Zakariya Muhammad Reed was coming back from Canada on June 17 when he was detained again for a couple of hours. This marks the fifth time in the last seven months that he has encountered difficulty.

On May 9, I reported on his troubles at, “Muslim American Grilled at Border over Religion, Letter to the Editor”.

This time, Reed was asked about that article. On a previous occasion, he was grilled about a letter to the editor he'd written to the Toledo Blade. In that letter, he criticized U.S. support for Israeli policies, as well as Bush's Iraq War.

Expecting to be hassled by now, Reed decided to cross over from Windsor, Ontario, by way of the Detroit-Windsor tunnel. “The detention area is bigger,” he tells me, “so if I’m going to be there for several hours, I’d rather be in the bigger place.”

Sure enough, when he got to the booth, he was not allowed to go through.

“There’s something coming up on your license plate,” the guard said, according to Reed. “It’s a no read.”

The guard took his ID and scanned it.

“Three other guys come out and surround the car and escort me to the detention center,” Reed says. “After I got into main reception area, I talked to an immigration officer. And a guy comes around and says, ‘You’re the firefighter? From Ohio?’ ”

Still, they took him back into a detention area.

“I was put up against the wall and thoroughly frisked, any more thoroughly and I would have asked for flowers,” Reed says.

They asked him some of the usual questions, like where was he in Canada and how long had he been there, he says.

“Then an agent came in asked me about the article on,” Reed says. “He was shaking his head like it was ridiculous to speak with”

Reed says only one aspect seemed to interest him: the anecdote about the agent who took out his ammo clip in front of him.

“Where exactly was it that the officer took his ammo out?”

“This happened right here,” Reed responded.

“Well, you know we have everything here on videotape.”

“So go look at the videotape,” Reed says he answered.

“Well, this is very serious,” the agent said, according to Reed. “You need to file a complaint when stuff like this happens.”

“I have a complaint over this entire process. The problem is we’re being stopped all the time.”

“Mr. Reid, I understand how mad you are.”

“No, you cannot fathom how angry I am. You are doing wrong. The system is wrong.”

After a while, they fingerprinted Reed, tossed him back his passport and told him he could go, Reed recalls.

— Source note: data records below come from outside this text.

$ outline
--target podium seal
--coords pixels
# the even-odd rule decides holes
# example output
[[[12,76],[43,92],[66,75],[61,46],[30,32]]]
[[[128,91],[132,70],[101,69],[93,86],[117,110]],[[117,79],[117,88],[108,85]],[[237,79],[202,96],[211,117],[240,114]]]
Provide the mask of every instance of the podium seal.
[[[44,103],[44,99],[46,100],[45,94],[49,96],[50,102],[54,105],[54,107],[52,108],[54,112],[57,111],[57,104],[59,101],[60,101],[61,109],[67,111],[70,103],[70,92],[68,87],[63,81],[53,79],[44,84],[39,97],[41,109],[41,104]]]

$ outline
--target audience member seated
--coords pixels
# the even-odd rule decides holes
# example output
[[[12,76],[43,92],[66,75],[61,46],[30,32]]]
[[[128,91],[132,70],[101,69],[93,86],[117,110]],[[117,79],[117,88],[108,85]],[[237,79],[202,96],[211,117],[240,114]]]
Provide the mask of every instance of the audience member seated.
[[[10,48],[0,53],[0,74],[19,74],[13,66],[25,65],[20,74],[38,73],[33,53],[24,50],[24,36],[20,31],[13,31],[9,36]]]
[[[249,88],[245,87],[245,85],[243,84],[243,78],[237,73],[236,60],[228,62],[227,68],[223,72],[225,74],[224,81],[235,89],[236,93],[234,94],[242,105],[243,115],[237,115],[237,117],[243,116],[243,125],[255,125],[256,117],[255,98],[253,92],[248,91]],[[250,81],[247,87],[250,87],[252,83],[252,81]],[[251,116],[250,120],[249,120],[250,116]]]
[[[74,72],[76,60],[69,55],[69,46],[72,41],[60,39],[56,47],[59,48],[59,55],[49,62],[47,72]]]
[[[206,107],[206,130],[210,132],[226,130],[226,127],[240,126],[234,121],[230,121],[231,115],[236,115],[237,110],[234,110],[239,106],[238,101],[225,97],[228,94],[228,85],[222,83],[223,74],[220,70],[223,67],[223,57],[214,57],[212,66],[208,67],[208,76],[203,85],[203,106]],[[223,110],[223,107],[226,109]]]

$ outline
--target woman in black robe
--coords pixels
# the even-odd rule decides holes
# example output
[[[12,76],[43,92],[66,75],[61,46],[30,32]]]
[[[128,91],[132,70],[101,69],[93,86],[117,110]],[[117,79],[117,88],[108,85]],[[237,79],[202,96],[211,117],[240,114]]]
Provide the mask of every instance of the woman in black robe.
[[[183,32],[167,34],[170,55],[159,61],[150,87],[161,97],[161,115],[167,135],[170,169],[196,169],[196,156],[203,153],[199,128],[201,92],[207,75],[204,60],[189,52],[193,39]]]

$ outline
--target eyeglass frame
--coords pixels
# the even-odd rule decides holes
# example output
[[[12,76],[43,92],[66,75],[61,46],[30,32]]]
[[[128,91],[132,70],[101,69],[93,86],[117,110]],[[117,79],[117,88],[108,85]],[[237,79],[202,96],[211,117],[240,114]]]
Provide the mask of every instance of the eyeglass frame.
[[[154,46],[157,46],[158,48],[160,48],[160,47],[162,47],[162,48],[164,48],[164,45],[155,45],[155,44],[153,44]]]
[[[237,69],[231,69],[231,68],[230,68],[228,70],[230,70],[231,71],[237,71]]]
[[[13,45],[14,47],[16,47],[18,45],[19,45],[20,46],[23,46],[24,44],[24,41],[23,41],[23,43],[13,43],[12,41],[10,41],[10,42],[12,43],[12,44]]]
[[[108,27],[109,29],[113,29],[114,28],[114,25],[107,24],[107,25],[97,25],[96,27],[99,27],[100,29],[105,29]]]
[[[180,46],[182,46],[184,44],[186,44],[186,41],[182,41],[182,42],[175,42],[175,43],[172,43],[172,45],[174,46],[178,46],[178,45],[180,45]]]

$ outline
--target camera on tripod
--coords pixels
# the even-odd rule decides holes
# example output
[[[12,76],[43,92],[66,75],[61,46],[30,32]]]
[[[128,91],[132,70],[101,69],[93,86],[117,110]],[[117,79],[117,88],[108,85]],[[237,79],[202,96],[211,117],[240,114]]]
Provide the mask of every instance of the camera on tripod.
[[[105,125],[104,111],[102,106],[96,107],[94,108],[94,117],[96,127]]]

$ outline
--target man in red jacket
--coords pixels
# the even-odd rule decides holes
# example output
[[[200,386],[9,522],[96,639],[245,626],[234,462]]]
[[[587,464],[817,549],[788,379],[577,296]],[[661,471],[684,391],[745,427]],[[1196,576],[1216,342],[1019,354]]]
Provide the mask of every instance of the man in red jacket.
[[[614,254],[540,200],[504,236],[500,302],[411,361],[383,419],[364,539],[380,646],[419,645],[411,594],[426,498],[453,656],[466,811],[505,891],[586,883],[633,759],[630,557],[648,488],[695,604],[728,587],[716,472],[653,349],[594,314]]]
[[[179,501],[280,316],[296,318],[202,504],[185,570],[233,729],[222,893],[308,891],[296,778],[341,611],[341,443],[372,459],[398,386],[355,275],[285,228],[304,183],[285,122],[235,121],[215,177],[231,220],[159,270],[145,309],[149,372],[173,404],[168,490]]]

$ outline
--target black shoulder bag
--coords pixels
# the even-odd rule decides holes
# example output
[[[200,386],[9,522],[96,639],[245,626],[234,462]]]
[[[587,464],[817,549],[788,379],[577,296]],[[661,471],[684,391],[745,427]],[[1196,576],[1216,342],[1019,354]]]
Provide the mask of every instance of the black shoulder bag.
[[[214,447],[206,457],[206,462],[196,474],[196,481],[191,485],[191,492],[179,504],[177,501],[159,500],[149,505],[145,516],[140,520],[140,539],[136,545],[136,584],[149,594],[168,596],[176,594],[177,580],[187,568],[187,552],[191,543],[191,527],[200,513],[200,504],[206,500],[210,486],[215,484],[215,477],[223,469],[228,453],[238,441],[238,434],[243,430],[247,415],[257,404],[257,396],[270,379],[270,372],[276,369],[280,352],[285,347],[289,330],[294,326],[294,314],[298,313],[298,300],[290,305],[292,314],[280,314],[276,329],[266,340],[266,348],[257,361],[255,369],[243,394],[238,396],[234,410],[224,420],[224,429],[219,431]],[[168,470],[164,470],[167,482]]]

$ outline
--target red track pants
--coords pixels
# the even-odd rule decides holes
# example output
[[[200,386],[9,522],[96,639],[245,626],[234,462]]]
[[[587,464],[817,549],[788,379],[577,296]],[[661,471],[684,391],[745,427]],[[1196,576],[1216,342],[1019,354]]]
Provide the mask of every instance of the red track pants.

Reed says he was struck by the fact that the agent was not interested in other aspects of his many ordeals as described in the original story, only the bit about the ammo clip.

“This is all they’re worried about? What about everything else?”

Reed added, “They had no problem with the ‘zip-tie’ comment.”

He was referring to a remark he said he heard from one of the agents at a previous detention: “We should treat them like we do in the desert. We should put a bag over their heads and zip tie their hands together.”

Ron Smith, spokesperson for Customs and Border Protection in Detroit, says he does not have information on why Reed was stopped the fifth time.

Reed says his overwhelming feeling right now is not surprise or even anger—“just disgust. I’m so ashamed that this is happening in this country.”